Вся в поминальных камешках гробница рабби Лёва, почернела амальгама на вещих зеркалах мятежного императора Рудольфа, покровителя тайных наук, и лишь лепеты неразборчивые исходят от стен и мостов. Где теперь они, открыватели судеб, прорицатели, маги, оживлявшие глиняных истуканов, ясновидящие кармелитки, изнемогшие от вериг подневольной девственности? Где все, там и они.
Поэтому не надо ни спрашивать, ни гадать, ни всматриваться. Одному скелет песочные часы перевернет, другому ласково колыбельку покачает. Доверимся же мудрости оставшихся лет, и да будет наградой для нас нечаянная радость.
Порой даже поэтам, избранникам, отмеченным высшим клеймом страдания, жизнь дарует безмятежные мгновенья. Страдалец, изгой, замерзающий нищий, кандальник в армейском белье — было ль все это? Память помнит, а душа позабыла. Все плохое подернулось пеленой, заволоклось туманом, в радужном луче воспоминания высвечиваются островки радости, а над обыденным сумраком танцует алмазная пыль.
Недаром Петефи родился под Новый год. Для него Сильвестрова ночь — двойной праздник. Душа взрослеет и обновляется, набирается мудрости и молодеет. Воистину баловень случая. Била его жизнь, как могла, мытарила, на обрыв загоняла, а вот, поди же, какой крутой поворот. Разве Петефи не любимец читающей публики? Это имя у всех на устах. Студенты устраивают в честь дорогого поэта факельные шествия, а дамы бросают к ногам цветы. Редактор Вахот, хоть крейцеров за стихи не набавляет, но регулярно помещает в журнале отчеты о том, как чествуют поклонники своего кумира, какие совершают безумства.
Безумств, впрочем, особых не замечено. Десяток факелов и скрипка в ночи — еще не безумство. Всего лишь дань мадьярскому темпераменту. Такая же пештская обыденность, как кошачьи концерты перед окнами Сечени или коленопреклоненная толпа под балконом Кошута. Но так ли? Не обманываешь себя, поэт? Там, у балкона, где стоял бледный, как алебастр, Кошут, венгры, словно целуя край знамени, припали коленом к земле. Это не ночная клака, купленная за бочонок вина редактором Вахотом. Слава Кошута — дань нации своему любимцу, слава поэта — капитал для издателя. Петефи далек от зависти. Он глубоко уважает Кошута, хоть и не одобряет его благоразумной умеренности. Но от сомнений никуда не денешься. Недаром близкие люди, которым нельзя не верить, — Француз, Мор Йокаи, Орлаи, сам Вёрёшмарти, наконец, говорят, что Вахот курит фимиам только богу наживы. Неумеренной лестью, дешевыми церемониями он оторвал поэта от искренних почитателей, изолировал от издателей и хочет теперь рассорить с друзьями. Правда ли это?
Если правда, то тогда вся его, Петефи, известность дутая. Она существует лишь в одурманенном воображении да в хронике «Пешти диватлап». Нет, быть того не может. Его песни поют на гуляньях, его озорные стихи читают, надрываясь от хохота, в кабачках Дебрецена, Буды и Пешта. На Тисе, в тихих домиках у Балатона жгут допоздна свечи, читая «Сударя Глотку», «Флакон с чернилами». В университетских коридорах спорят о «Чоконаи» и «Дядюшке Пале», распространяют в списках запрещенную цензурой «Легенду». Это ли не признание? Его изданную на пожертвования «Национального круга» первую в жизни книгу Вёрёшмарти причислял к вершинам поэзии. Он в центре жизни, на гребне волны, в гуще схватки… Он не ведает золотой середины. Бросаясь из крайности в крайность, от безысходного отчаянья к ликующей надежде, лихорадочно торопит время, в жарком воображении предвосхищает поступки и чувства.

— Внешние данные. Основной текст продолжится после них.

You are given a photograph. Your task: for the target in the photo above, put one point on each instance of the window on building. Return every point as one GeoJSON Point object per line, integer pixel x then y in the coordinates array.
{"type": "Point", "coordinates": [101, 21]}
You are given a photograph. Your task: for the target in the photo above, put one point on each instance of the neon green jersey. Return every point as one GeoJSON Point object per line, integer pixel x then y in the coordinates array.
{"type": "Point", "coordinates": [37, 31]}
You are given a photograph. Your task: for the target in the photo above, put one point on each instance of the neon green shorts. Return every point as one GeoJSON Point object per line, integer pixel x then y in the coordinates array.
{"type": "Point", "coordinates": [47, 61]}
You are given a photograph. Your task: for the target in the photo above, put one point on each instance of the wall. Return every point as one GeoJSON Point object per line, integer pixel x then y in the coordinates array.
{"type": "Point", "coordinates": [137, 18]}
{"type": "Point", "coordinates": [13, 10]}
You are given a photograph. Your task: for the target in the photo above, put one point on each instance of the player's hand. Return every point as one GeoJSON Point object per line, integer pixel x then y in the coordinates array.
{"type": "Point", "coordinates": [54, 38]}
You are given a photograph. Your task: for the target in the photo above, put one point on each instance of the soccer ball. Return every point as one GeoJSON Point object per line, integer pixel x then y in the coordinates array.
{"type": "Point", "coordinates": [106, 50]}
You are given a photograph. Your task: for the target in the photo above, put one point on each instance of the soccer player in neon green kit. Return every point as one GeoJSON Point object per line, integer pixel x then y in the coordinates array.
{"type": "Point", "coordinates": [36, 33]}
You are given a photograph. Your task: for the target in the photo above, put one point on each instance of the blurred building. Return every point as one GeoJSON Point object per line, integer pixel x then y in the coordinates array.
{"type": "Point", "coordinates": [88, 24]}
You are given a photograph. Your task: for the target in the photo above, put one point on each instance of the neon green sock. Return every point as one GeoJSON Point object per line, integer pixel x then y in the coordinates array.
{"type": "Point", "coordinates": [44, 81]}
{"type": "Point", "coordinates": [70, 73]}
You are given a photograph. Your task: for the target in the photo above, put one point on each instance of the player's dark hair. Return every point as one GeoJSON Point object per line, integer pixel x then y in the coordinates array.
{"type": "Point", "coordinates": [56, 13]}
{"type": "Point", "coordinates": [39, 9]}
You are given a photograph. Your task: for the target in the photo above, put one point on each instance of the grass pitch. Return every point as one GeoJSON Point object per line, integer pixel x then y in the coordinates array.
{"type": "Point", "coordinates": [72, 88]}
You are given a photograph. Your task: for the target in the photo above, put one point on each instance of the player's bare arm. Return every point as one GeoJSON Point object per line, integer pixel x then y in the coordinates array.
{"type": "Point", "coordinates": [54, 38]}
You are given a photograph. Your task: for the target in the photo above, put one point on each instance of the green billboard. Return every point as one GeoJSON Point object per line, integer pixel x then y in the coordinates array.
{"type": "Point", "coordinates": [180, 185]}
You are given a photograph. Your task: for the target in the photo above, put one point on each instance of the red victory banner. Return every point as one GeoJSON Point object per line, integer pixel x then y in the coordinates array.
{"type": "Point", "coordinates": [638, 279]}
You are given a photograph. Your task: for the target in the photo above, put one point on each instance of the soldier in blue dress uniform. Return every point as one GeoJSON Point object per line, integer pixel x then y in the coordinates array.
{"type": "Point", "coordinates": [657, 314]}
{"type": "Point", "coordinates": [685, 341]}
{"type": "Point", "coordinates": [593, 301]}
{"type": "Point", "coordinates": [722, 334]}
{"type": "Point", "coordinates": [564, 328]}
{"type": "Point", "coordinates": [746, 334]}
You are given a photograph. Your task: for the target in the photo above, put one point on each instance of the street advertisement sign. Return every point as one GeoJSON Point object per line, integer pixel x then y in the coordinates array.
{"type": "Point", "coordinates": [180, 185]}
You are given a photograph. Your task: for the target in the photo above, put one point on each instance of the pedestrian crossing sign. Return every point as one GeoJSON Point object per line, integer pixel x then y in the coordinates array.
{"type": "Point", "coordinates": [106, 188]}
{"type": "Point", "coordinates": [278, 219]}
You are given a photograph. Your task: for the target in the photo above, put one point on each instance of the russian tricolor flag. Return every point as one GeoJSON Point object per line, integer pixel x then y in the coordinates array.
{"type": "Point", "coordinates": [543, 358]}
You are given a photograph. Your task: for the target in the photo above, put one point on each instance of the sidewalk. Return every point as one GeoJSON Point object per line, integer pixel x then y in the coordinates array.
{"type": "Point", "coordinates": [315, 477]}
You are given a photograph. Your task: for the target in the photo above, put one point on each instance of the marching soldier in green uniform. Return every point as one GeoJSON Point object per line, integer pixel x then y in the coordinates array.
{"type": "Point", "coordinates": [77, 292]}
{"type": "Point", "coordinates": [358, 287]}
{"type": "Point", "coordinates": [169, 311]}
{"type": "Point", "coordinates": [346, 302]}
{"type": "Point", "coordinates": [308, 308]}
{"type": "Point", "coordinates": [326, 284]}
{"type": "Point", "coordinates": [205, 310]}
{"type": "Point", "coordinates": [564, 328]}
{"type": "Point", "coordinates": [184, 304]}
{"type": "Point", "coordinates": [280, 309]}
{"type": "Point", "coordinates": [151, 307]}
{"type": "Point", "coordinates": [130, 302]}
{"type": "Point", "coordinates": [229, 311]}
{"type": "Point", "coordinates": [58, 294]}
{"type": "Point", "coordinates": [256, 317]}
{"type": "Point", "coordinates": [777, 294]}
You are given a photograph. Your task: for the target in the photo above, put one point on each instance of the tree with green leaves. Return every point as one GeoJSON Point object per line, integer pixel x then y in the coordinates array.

Благословенный год, стократ благословенны упованья. Сильвестрова ночь не обманет, суля высшую радость. Но только не думать об этом, дабы не вспугнуть ревнивую удачу, не ограбить реальность слишком пылким воображением.
Горбясь в чулане с низким косым потолком, он распахивает окошко, остужая распаленную голову. Снежинка — чудо совершенства о шести разветвленных лучах — упала на стопку неразрезанных книг и, долго не тая, мерцала в сумеречной синеве.
Первый сборник! Первая ласточка, улетевшая в вольный полет. А рядом — на венском стуле — и первый в жизни костюм, сшитый добрым пештским мастером Гашпаром Тотом.